There are several motivations for minimizing the cache size. The larger the cache, the greater the number of gates involved in addressing the cache is needed. The result is that larger caches end up being slightly slower than small ones. The available chip and board area also limits cache size.
Because the performance of the cache is very sensitive to the nature of the workload, it is impossible to arrive at a single optimum cache size.
Mapping Function
Mapping functions are used as a way to decide which main memory block occupies which line of cache. As there are less lines of cache than there are main memory blocks, an algorithm is needed to decide this. Three techniques are used, namely direct, associative and set associative, which dictate the organization of the cache.
This is the simplest form of mapping. One block from main memory maps into only one possible line of cache memory. As there are more blocks of main memory than there are lines of cache, many blocks in main memory can map to the same line in cache memory.
To implement this function, use the following formula:
α = β % γ
where α is the cache line number, β is the block number in main memory, γ is the total number of lines in cache memory and % being the modulus operator.
The main disadvantage of using this type of mapping is that there is a fixed cache location for any given block in main memory. If two blocks of memory sharing the same cache line are being continually referenced, cache misses would occur and these two blocks would continuously be swapped, resulting in slower memory access due to the time taken to access main memory (or the next level of memory).
This type of mapping overcomes the disadvantage of direct mapping by permitting each main memory block to be loaded into any line of cache. To do so, the cache control logic interprets a memory address as a tag and a word field. The tag uniquely identifies a block in main memory. The primary disadvantage of this method is that to find out whether a particular block is in cache, all cache lines would have to be examined. Using this method, replacement algorithms are required to maximize its potential.
This type of mapping is designed to utilize the strengths of the previous two mappings, while minimizing the disadvantages. The cache is divided into a number of sets containing an equal number of lines. Each block in main memory maps into one set in cache memory similar to that of direct mapping. Within the set, the cache acts as associative mapping where a block can occupy any line within that set. Replacement algorithms may be used within the set.
Replacement Algorithms
For direct mapping where there is only one possible line for a block of memory, no replacement algorithm is needed. For associative and set associative mapping, however, an algorithm is needed. For maximum speed, this algorithm is implemented in the hardware. Four of the most common algorithms are:
This replaces the candidate line in cache memory that has been there the longest with no reference to it.
This replaces the candidate line in the cache that has been there the longest.
This replaces the candidate line in the cache that has had the fewest references.
This algorithm randomly chooses a line to be replaced from among the candidate lines. Studies have shown that this yields only slightly inferior performance than other algorithms.
Write Policy
This is important because if changes were made to a line in cache memory, the appropriate changes should be made to the block in main memory before removing the line from the cache. The problems to contend with are more than one device may have access to main memory (I/O modules). If more than one processor on the same bus with its own cache is involved, the problem becomes more complex. Any change in either cache or main memory could invalidate the others.
The simplest technique is called “write through”. In using this technique, both main memory and cache are written to when a write operation is performed, ensuring that main memory is always valid.

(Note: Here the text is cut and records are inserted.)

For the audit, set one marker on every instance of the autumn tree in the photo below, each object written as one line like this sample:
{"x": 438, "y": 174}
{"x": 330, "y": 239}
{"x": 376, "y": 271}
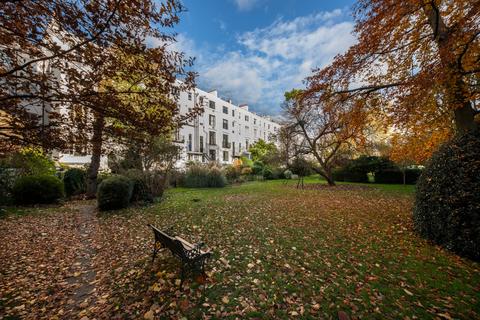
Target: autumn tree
{"x": 56, "y": 53}
{"x": 288, "y": 144}
{"x": 417, "y": 65}
{"x": 72, "y": 71}
{"x": 323, "y": 130}
{"x": 420, "y": 57}
{"x": 138, "y": 98}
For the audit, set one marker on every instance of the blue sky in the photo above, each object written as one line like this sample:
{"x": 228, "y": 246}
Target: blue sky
{"x": 254, "y": 50}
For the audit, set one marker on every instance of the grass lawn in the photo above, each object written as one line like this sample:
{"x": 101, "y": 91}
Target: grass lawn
{"x": 279, "y": 252}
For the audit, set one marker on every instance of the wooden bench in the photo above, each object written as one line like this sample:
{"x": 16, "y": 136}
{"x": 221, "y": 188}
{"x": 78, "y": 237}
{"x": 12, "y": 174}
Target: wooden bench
{"x": 192, "y": 258}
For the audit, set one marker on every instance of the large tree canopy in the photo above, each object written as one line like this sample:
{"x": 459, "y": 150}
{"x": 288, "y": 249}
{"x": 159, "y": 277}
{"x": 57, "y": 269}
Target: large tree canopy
{"x": 65, "y": 52}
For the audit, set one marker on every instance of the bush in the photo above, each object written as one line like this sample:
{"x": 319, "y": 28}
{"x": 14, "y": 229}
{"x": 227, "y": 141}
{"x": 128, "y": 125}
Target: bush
{"x": 412, "y": 175}
{"x": 246, "y": 171}
{"x": 447, "y": 204}
{"x": 103, "y": 176}
{"x": 268, "y": 174}
{"x": 198, "y": 176}
{"x": 75, "y": 181}
{"x": 301, "y": 167}
{"x": 389, "y": 176}
{"x": 232, "y": 173}
{"x": 350, "y": 174}
{"x": 37, "y": 189}
{"x": 287, "y": 174}
{"x": 32, "y": 162}
{"x": 257, "y": 168}
{"x": 156, "y": 181}
{"x": 114, "y": 193}
{"x": 338, "y": 174}
{"x": 216, "y": 179}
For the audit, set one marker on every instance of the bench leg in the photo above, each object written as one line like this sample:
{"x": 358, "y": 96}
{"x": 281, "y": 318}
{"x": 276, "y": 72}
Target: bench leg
{"x": 155, "y": 251}
{"x": 182, "y": 276}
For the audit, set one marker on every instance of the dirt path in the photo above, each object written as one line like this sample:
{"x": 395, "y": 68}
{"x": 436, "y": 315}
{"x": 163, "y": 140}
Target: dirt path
{"x": 83, "y": 280}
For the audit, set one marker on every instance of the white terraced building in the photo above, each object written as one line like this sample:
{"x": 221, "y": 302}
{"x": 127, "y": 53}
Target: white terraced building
{"x": 223, "y": 131}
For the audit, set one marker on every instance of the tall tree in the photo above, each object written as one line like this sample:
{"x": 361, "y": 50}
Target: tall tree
{"x": 56, "y": 53}
{"x": 418, "y": 63}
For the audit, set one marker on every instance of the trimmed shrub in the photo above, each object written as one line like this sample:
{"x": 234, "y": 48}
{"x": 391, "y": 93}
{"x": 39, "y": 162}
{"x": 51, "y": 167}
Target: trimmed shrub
{"x": 114, "y": 193}
{"x": 447, "y": 203}
{"x": 75, "y": 181}
{"x": 32, "y": 162}
{"x": 196, "y": 177}
{"x": 287, "y": 174}
{"x": 37, "y": 189}
{"x": 338, "y": 175}
{"x": 140, "y": 190}
{"x": 155, "y": 181}
{"x": 103, "y": 176}
{"x": 349, "y": 174}
{"x": 257, "y": 168}
{"x": 389, "y": 176}
{"x": 301, "y": 167}
{"x": 412, "y": 175}
{"x": 232, "y": 173}
{"x": 246, "y": 171}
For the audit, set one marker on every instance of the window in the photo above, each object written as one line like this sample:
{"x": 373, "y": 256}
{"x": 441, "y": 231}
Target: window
{"x": 225, "y": 143}
{"x": 211, "y": 120}
{"x": 211, "y": 138}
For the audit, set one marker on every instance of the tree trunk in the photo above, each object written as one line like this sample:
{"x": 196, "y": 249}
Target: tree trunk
{"x": 327, "y": 174}
{"x": 97, "y": 140}
{"x": 329, "y": 179}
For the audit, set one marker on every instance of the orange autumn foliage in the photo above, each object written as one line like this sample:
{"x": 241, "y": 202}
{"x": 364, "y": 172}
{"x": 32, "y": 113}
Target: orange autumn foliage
{"x": 416, "y": 67}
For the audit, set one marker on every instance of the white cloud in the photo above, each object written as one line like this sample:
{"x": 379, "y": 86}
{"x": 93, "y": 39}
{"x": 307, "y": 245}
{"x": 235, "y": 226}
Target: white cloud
{"x": 245, "y": 5}
{"x": 273, "y": 59}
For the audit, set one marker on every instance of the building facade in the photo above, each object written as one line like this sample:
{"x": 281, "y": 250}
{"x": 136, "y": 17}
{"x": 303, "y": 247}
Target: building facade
{"x": 223, "y": 131}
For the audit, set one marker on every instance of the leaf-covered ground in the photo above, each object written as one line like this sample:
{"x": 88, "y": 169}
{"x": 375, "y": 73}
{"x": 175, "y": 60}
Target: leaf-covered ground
{"x": 279, "y": 252}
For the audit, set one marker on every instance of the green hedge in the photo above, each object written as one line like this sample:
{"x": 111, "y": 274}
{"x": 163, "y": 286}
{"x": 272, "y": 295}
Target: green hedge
{"x": 389, "y": 176}
{"x": 447, "y": 203}
{"x": 37, "y": 189}
{"x": 350, "y": 175}
{"x": 114, "y": 193}
{"x": 75, "y": 181}
{"x": 198, "y": 176}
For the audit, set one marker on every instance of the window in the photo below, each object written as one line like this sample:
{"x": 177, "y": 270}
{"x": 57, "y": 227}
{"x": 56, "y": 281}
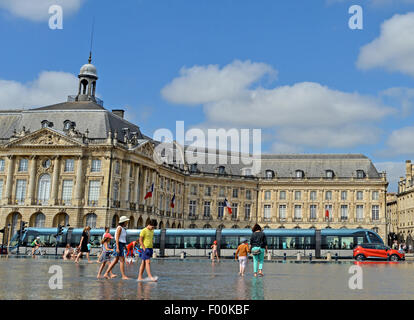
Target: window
{"x": 266, "y": 211}
{"x": 300, "y": 174}
{"x": 67, "y": 191}
{"x": 94, "y": 190}
{"x": 360, "y": 174}
{"x": 69, "y": 165}
{"x": 39, "y": 220}
{"x": 96, "y": 165}
{"x": 20, "y": 191}
{"x": 221, "y": 192}
{"x": 207, "y": 208}
{"x": 247, "y": 208}
{"x": 220, "y": 209}
{"x": 298, "y": 211}
{"x": 207, "y": 191}
{"x": 44, "y": 189}
{"x": 269, "y": 174}
{"x": 23, "y": 164}
{"x": 116, "y": 190}
{"x": 344, "y": 212}
{"x": 375, "y": 212}
{"x": 329, "y": 174}
{"x": 282, "y": 211}
{"x": 192, "y": 207}
{"x": 234, "y": 208}
{"x": 118, "y": 168}
{"x": 360, "y": 212}
{"x": 91, "y": 220}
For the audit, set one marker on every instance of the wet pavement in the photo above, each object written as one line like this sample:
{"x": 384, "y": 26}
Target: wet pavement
{"x": 28, "y": 278}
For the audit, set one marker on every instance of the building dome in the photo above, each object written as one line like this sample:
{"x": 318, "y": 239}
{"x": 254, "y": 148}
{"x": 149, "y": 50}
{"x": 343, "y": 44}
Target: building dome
{"x": 88, "y": 70}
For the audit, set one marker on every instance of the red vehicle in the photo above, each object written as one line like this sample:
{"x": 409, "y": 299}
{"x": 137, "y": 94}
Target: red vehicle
{"x": 377, "y": 251}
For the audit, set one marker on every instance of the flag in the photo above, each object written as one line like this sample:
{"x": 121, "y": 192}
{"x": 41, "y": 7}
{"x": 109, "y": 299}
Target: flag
{"x": 228, "y": 206}
{"x": 149, "y": 193}
{"x": 172, "y": 201}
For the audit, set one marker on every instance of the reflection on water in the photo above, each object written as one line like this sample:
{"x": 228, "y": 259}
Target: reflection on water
{"x": 27, "y": 278}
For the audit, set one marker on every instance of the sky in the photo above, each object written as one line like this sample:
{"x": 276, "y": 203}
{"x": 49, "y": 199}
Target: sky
{"x": 294, "y": 69}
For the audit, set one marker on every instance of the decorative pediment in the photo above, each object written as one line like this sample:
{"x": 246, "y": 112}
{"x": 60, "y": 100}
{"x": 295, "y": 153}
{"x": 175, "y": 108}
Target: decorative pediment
{"x": 45, "y": 137}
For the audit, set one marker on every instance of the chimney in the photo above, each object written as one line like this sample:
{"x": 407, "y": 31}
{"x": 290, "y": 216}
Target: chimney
{"x": 119, "y": 112}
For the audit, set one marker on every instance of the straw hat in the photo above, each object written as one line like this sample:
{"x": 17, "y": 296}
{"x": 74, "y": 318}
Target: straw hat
{"x": 123, "y": 219}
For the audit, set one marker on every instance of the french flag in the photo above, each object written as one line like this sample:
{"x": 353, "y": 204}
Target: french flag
{"x": 149, "y": 193}
{"x": 228, "y": 206}
{"x": 172, "y": 203}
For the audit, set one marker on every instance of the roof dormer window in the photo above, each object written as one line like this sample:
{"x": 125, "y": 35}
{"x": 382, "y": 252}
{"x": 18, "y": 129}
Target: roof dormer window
{"x": 300, "y": 174}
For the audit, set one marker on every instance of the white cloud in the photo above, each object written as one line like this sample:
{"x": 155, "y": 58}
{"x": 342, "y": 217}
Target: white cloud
{"x": 303, "y": 114}
{"x": 401, "y": 142}
{"x": 38, "y": 10}
{"x": 49, "y": 88}
{"x": 393, "y": 49}
{"x": 394, "y": 171}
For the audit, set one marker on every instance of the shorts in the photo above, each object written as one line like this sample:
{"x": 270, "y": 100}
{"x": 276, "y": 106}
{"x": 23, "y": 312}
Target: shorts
{"x": 147, "y": 254}
{"x": 243, "y": 261}
{"x": 122, "y": 247}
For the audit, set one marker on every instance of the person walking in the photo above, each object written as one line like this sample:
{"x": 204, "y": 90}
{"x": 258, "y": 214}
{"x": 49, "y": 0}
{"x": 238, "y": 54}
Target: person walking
{"x": 146, "y": 242}
{"x": 106, "y": 254}
{"x": 241, "y": 253}
{"x": 214, "y": 252}
{"x": 120, "y": 240}
{"x": 258, "y": 247}
{"x": 83, "y": 245}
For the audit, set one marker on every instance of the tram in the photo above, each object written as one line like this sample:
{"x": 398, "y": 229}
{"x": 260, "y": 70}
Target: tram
{"x": 197, "y": 242}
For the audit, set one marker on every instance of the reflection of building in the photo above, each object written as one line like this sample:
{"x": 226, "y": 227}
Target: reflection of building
{"x": 77, "y": 163}
{"x": 401, "y": 206}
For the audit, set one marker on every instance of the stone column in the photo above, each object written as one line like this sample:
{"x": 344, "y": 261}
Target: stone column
{"x": 79, "y": 182}
{"x": 32, "y": 181}
{"x": 55, "y": 181}
{"x": 9, "y": 181}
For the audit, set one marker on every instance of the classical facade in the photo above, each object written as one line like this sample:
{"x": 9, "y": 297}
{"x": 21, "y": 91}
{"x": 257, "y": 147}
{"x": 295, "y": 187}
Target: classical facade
{"x": 401, "y": 207}
{"x": 76, "y": 163}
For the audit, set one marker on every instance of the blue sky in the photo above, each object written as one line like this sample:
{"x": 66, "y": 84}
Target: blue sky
{"x": 242, "y": 60}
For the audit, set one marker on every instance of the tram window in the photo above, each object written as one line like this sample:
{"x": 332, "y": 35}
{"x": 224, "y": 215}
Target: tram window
{"x": 190, "y": 242}
{"x": 347, "y": 242}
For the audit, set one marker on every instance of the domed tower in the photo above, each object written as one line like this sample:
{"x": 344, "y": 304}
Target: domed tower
{"x": 87, "y": 82}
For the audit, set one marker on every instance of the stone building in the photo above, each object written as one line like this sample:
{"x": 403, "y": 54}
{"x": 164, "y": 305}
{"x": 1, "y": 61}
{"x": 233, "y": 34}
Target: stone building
{"x": 76, "y": 163}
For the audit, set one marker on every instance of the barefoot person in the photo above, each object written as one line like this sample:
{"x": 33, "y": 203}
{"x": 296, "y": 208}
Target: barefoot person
{"x": 120, "y": 240}
{"x": 146, "y": 242}
{"x": 106, "y": 254}
{"x": 83, "y": 245}
{"x": 258, "y": 245}
{"x": 241, "y": 253}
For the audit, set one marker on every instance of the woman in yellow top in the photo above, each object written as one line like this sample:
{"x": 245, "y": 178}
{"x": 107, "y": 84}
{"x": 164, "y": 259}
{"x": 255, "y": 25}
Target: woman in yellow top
{"x": 145, "y": 240}
{"x": 241, "y": 253}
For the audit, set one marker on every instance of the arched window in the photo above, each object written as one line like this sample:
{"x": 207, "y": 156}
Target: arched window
{"x": 91, "y": 220}
{"x": 44, "y": 189}
{"x": 40, "y": 220}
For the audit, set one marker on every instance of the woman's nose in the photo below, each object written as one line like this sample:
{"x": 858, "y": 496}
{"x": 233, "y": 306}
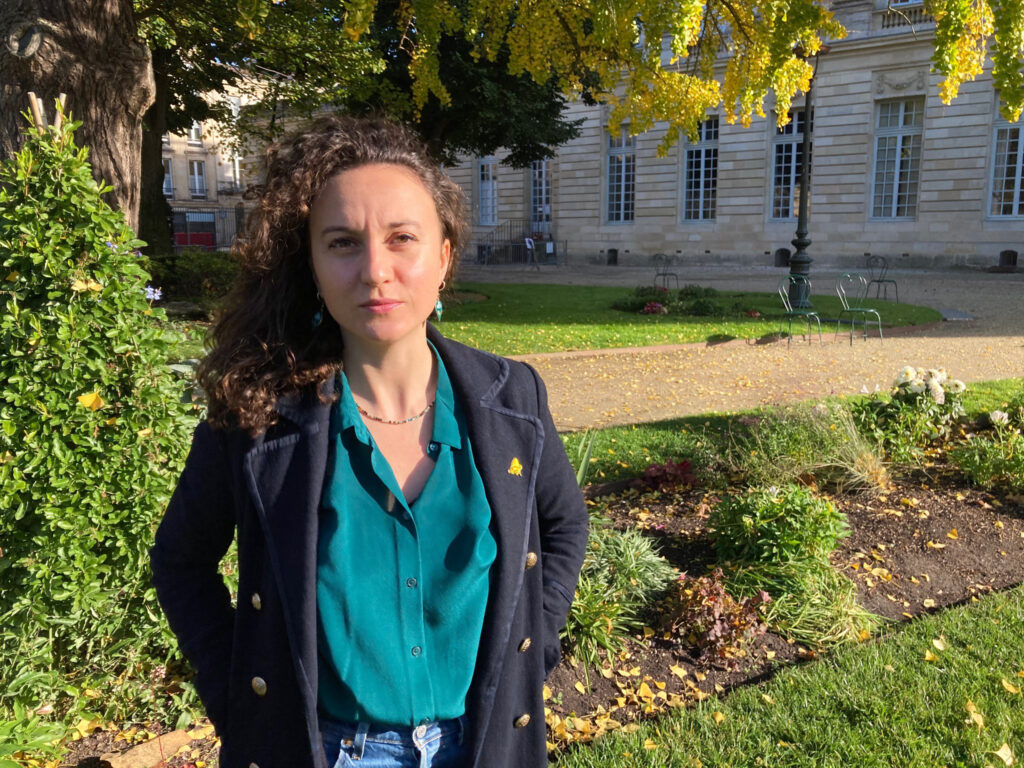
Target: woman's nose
{"x": 376, "y": 264}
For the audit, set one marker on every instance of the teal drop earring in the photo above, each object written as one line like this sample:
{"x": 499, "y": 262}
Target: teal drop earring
{"x": 438, "y": 306}
{"x": 318, "y": 314}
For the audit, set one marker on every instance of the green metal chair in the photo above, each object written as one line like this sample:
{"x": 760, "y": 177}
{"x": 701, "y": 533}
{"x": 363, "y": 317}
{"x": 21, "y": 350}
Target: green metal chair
{"x": 797, "y": 285}
{"x": 852, "y": 290}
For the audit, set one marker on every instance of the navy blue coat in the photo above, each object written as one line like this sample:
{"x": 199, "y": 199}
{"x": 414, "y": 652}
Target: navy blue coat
{"x": 256, "y": 664}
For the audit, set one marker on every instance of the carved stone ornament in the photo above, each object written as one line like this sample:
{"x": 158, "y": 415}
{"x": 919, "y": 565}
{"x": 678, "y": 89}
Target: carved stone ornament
{"x": 900, "y": 83}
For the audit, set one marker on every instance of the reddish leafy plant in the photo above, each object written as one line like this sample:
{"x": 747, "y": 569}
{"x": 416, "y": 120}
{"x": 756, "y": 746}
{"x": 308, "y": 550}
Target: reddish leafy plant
{"x": 704, "y": 615}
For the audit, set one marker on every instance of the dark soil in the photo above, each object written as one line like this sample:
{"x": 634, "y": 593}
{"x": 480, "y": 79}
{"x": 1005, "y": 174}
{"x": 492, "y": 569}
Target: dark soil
{"x": 927, "y": 542}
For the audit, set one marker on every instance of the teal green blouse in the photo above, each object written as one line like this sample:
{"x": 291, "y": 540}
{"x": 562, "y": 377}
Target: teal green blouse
{"x": 400, "y": 588}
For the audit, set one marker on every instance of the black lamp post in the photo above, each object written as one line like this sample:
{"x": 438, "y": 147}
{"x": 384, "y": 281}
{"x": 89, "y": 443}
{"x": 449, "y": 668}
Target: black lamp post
{"x": 800, "y": 262}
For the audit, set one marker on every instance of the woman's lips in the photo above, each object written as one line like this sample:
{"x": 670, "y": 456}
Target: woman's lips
{"x": 380, "y": 305}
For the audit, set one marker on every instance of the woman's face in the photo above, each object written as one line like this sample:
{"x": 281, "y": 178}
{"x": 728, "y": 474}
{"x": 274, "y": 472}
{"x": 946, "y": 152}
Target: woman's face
{"x": 378, "y": 253}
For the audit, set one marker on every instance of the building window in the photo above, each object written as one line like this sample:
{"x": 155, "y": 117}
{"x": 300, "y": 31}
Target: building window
{"x": 897, "y": 158}
{"x": 700, "y": 174}
{"x": 197, "y": 179}
{"x": 622, "y": 177}
{"x": 787, "y": 162}
{"x": 168, "y": 179}
{"x": 486, "y": 193}
{"x": 540, "y": 196}
{"x": 1008, "y": 170}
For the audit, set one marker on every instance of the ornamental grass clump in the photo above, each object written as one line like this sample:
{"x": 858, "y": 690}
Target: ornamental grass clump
{"x": 922, "y": 409}
{"x": 92, "y": 437}
{"x": 993, "y": 458}
{"x": 804, "y": 442}
{"x": 622, "y": 576}
{"x": 777, "y": 540}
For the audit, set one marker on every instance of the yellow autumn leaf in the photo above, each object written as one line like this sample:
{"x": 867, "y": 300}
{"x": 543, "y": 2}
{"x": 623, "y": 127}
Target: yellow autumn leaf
{"x": 92, "y": 400}
{"x": 1005, "y": 754}
{"x": 974, "y": 717}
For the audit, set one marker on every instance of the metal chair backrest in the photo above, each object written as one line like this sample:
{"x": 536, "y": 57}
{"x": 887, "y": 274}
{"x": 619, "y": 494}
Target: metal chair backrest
{"x": 878, "y": 267}
{"x": 852, "y": 290}
{"x": 793, "y": 285}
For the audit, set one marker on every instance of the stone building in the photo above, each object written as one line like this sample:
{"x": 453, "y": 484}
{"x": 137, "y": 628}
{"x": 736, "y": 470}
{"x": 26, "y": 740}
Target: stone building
{"x": 896, "y": 172}
{"x": 203, "y": 182}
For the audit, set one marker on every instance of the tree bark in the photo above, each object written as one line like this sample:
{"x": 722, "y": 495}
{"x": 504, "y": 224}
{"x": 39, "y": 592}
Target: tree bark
{"x": 155, "y": 225}
{"x": 88, "y": 49}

The main disadvantage of this technique is that it may generate substantial main memory traffic, causing a bottle neck and decreasing performance.
An alternative technique, known as “write back” minimizes main memory writes. Updates are made only in the cache. An update bit associated with the line is set. Main memory is updated when the line in cache gets replaces only if the update bit has been set. The problem with this technique is that all changes to main memory have to be made through the cache in order not to invalidate parts of main memory, which potentially may cause a bottle neck.
Line Size
When a block of data is retrieved from main memory and put into the cache, the desired word and a number of adjacent words are retrieved. As the block size increases from a very small size, the hit ratio will at first increase due to the principle of locality of reference, which says that words in the vicinity of a referenced word are more likely to be referenced in the near future. As the block size increases, however, the hit ratio will decrease as the probability of reusing the new information becomes less than that of using the information that has been replaced.
Number of Caches
Two aspects of this are:
Due to increased logic density, it has become possible to have a cache on the same chip as the processor. This increases execution time as less activity over an external bus is needed. Even though an on-chip cache exists, it is typically desirable to have an off-chip cache as well. This means that if a miss occurs on the level 1 cache (on-chip), instead of retrieving the data from the slower main memory, information may be retrieved from the level 2 cache, which, although slower than level 1 cache, is still appreciably faster than main memory. Some level 2 caches are stored on-chip and a level 3 cache has been implemented off-chip.
Two types of words exist that are stored in cache, namely data and instruction. It has become common to split the cache into two to separate these words.
Two potential advantages to a unified cache are:
A greater hit rate than split caches because the load between instruction and data fetches are balanced automatically.
Only one cache needs to be designed and implemented.
The key advantage of the split cache design is that it eliminates contention for the cache between the instruction fetch/decode unit and the execution unit. This is important for designs that rely on pipelining of instructions.